# Aggression too much or normal?



## Teacher5 (Feb 16, 2019)

Hi, I am relatively new to cichlids, but not aquariums. I have a well-established 55g tank that had a dwindled down population over a few years. About a month ago, I added 2 new fish: 1 firemouth cichlid and 1 Spotted Leaf Fish. They were doing great with the other remaining inhabitants (3 South American catfish and 2 albino bristlenose plecos) Then last week, I got 2 Bolivian rams. (I was thinking of getting another firemouth, but the store was sold out. After discussion with the employee, I picked a pair of Bolivian rams that may be a male/female pair (they swim together and have different shaped foreheads)
Anyway, after a week, I can't tell if there is too much agression between the firemouth and the rams. He chases them around when they are fed, but I don't see any nipping. In between feedings, the rams hang out near the top, at the back, but do not appear overly stressed. I have seen them eating. 
Is that normal agressiveness for South American cichlids, or too much? I can still return the rams for 7 more days if needed.


----------



## BC in SK (Aug 11, 2012)

Firemouth is generally too aggressive of a fish to be kept with rams. Makes for poor tank mates. Firemouths are Central American cichlids; not from South America. In general, the Central American cichlids tend to be quite a bit more aggressive then most SA cichlids. It's also sometimes tricky to introduce new cichlids, as the established fish views the new comers as a trespasser and a potential threat.
In a 55 gal. you'd probably be best to keep the rams instead of the firemouth and look for some other smaller SA cichlids such as angelfish, festivum or maybe keyhole cichlids or Gymnogeophagus species amongst many other possible choices.


----------



## Bd79 (Apr 11, 2011)

In my experience, Bolivian rams hang out near the bottom. I'd be worried about them being bullied.


----------



## Teacher5 (Feb 16, 2019)

Thanks for the replies. I disappeared because our daughter (who lives with us) went into labor 3 weeks early and delivered my first grandbaby on Sunday. 
Definitely think the Rams are getting bullied but I also don't think I can return the firemouth because I've had him about a month. I can still return the Rams.

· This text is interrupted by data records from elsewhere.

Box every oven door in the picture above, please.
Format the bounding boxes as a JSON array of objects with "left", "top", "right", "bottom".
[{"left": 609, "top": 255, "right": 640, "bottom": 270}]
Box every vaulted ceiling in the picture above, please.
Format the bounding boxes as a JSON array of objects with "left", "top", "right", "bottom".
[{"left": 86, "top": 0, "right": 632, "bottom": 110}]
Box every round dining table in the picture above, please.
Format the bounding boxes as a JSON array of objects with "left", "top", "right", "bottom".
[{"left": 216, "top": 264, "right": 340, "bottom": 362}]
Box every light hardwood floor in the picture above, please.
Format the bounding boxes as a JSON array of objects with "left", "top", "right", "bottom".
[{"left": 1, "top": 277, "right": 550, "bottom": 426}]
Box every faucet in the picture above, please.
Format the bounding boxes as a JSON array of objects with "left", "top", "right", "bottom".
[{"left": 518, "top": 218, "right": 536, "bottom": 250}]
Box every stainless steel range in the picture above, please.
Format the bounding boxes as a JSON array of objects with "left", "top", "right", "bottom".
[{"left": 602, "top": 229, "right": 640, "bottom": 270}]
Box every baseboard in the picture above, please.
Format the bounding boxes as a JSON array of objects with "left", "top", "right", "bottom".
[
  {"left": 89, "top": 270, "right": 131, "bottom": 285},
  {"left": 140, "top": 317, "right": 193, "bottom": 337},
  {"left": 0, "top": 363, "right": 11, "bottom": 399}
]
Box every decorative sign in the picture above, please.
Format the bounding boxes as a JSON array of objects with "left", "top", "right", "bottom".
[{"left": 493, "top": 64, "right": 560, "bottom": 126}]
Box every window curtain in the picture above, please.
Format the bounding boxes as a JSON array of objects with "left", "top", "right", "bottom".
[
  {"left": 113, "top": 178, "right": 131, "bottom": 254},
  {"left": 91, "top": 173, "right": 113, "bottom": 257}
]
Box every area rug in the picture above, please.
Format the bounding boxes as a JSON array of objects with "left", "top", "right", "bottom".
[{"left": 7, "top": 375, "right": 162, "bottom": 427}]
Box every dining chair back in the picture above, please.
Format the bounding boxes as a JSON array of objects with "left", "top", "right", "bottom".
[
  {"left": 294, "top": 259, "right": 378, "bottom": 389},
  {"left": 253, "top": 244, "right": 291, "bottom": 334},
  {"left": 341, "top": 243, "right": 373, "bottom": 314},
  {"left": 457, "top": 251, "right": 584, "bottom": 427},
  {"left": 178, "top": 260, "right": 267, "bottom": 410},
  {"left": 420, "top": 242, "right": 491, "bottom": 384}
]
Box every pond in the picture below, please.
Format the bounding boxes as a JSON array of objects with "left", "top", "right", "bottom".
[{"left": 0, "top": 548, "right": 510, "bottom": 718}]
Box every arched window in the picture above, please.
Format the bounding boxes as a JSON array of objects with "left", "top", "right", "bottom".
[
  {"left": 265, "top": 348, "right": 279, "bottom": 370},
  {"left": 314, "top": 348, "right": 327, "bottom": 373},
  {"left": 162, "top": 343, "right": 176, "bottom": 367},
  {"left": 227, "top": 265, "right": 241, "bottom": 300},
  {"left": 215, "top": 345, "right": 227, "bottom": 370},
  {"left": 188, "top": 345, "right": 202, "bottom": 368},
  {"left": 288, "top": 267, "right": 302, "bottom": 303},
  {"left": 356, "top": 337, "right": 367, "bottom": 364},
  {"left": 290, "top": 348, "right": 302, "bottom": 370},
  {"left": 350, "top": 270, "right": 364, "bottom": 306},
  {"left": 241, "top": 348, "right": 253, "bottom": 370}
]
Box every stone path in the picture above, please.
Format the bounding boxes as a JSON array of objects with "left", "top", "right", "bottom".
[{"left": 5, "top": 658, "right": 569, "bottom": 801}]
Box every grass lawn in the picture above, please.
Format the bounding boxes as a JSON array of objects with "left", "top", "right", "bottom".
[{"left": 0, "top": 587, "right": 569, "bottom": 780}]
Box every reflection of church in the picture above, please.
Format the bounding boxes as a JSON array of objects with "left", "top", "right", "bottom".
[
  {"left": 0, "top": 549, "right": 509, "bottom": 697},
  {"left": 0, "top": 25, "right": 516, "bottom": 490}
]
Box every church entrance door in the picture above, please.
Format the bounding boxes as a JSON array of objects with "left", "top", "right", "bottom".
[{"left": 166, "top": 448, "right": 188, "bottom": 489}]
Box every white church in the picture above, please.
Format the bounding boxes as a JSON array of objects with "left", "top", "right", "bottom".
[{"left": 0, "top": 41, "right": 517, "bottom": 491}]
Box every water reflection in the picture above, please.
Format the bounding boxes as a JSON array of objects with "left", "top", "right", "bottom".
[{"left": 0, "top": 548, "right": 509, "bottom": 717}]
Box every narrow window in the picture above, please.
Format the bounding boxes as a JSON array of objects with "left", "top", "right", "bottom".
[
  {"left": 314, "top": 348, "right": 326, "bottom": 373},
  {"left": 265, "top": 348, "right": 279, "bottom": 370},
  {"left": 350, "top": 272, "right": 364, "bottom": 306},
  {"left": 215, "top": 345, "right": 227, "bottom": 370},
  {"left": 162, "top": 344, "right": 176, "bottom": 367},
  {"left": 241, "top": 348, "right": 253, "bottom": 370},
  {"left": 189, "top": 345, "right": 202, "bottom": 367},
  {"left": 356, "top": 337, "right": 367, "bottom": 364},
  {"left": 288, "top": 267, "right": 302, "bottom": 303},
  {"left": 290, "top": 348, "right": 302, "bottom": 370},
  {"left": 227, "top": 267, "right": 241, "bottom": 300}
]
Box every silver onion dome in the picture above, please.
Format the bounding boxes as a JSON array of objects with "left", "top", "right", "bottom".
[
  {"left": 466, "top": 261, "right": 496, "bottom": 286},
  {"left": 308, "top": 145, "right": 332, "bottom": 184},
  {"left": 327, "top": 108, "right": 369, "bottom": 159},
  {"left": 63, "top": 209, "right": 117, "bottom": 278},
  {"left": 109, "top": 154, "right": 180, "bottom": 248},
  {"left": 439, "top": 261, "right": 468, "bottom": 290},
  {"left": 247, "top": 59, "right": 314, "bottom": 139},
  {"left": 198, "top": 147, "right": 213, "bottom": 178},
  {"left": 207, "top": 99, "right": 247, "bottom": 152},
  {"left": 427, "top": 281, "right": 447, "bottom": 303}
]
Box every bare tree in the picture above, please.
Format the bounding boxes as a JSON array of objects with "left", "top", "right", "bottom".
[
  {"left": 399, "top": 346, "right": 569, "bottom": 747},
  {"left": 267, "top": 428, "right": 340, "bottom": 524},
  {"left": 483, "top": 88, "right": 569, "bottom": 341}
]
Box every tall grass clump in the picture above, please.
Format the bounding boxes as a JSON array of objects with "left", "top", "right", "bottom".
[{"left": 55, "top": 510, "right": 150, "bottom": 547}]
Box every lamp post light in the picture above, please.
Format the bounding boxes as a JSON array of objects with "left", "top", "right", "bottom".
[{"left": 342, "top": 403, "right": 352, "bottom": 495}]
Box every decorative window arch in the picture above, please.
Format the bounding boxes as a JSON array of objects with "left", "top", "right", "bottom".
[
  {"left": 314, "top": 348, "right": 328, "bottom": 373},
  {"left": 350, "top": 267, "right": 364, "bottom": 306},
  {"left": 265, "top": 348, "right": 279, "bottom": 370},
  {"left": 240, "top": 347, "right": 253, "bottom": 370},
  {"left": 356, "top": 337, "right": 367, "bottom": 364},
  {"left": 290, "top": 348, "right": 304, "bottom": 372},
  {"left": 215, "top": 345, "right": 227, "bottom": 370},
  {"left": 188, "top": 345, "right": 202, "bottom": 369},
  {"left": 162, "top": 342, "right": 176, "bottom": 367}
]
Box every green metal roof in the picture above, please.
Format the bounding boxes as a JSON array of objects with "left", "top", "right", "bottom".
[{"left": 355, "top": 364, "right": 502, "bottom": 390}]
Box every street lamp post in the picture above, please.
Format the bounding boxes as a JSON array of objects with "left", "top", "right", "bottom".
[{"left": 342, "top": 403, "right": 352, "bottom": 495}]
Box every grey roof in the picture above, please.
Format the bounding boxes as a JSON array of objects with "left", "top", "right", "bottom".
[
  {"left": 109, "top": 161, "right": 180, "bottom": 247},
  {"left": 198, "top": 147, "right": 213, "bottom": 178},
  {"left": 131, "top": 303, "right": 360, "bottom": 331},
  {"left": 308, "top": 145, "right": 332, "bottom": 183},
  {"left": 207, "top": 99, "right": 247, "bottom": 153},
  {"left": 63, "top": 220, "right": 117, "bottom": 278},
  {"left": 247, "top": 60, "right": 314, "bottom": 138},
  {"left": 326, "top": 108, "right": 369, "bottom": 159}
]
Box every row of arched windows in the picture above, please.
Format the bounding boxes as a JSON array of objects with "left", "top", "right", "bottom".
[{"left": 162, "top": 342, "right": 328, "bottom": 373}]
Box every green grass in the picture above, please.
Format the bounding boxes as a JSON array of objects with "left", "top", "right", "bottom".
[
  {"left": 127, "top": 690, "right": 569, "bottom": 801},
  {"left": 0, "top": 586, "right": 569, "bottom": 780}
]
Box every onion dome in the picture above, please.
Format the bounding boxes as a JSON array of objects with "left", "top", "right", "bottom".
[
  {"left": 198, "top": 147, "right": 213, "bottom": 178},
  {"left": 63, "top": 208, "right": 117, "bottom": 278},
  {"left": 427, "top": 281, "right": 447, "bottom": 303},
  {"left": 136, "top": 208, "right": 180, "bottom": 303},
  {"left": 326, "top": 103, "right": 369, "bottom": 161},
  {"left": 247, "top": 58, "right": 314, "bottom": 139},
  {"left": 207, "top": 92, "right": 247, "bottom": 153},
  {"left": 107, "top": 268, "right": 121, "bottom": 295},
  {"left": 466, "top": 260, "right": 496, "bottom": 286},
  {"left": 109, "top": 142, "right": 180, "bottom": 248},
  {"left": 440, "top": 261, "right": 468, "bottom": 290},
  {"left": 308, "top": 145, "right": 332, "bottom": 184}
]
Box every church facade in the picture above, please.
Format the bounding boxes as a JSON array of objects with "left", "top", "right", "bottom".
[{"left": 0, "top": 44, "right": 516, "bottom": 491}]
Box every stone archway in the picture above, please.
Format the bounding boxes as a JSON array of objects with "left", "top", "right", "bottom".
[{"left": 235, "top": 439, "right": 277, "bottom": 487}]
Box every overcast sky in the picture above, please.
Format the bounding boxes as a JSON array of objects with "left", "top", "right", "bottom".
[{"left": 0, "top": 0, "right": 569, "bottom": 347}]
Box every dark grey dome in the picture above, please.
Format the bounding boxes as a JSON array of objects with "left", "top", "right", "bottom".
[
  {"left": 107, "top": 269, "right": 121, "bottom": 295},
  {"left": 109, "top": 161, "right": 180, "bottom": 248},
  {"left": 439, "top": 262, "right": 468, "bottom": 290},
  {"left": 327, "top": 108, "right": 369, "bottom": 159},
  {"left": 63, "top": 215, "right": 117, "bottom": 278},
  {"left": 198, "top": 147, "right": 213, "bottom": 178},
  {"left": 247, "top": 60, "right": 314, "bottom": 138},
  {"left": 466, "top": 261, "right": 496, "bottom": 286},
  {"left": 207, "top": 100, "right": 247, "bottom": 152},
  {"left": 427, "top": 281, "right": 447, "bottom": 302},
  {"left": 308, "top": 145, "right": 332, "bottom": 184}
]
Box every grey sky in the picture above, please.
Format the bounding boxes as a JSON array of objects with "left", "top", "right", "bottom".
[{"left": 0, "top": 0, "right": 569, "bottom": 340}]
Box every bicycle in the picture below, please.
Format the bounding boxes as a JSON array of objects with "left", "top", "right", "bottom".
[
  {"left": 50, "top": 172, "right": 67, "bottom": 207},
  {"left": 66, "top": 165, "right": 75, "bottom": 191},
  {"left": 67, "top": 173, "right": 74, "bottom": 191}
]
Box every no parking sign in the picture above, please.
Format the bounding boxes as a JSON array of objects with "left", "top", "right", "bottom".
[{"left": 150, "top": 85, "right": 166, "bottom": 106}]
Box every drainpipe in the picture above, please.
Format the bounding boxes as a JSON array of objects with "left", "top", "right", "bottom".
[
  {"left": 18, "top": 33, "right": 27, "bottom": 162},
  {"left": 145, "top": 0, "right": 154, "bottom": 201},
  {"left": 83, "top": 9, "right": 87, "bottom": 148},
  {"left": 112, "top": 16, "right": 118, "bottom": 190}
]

Is there something else I can put with the firemouth? Another firemouth? What else is Central American? (At the store they had the firemouth labeled as south American)


----------



## Bd79 (Apr 11, 2011)

Maybe a pair of rainbow cichlids? Or some Amatitlania myrnae. Both are dwarf Central American cichlids. Where in Virginia are you? Both are available in northern Virginia.


----------



## Teacher5 (Feb 16, 2019)

Sadly, I'm in Williamsburg. The only places I can get fish without driving an hour and a half are petsmart and Petco. I have had good luck with our petsmart. Fish are healthy and staff is knowledgeable. They have blue Acaras. I saw another post where someone has 2 blue Acara and 2 firemouth in a 55g.?


----------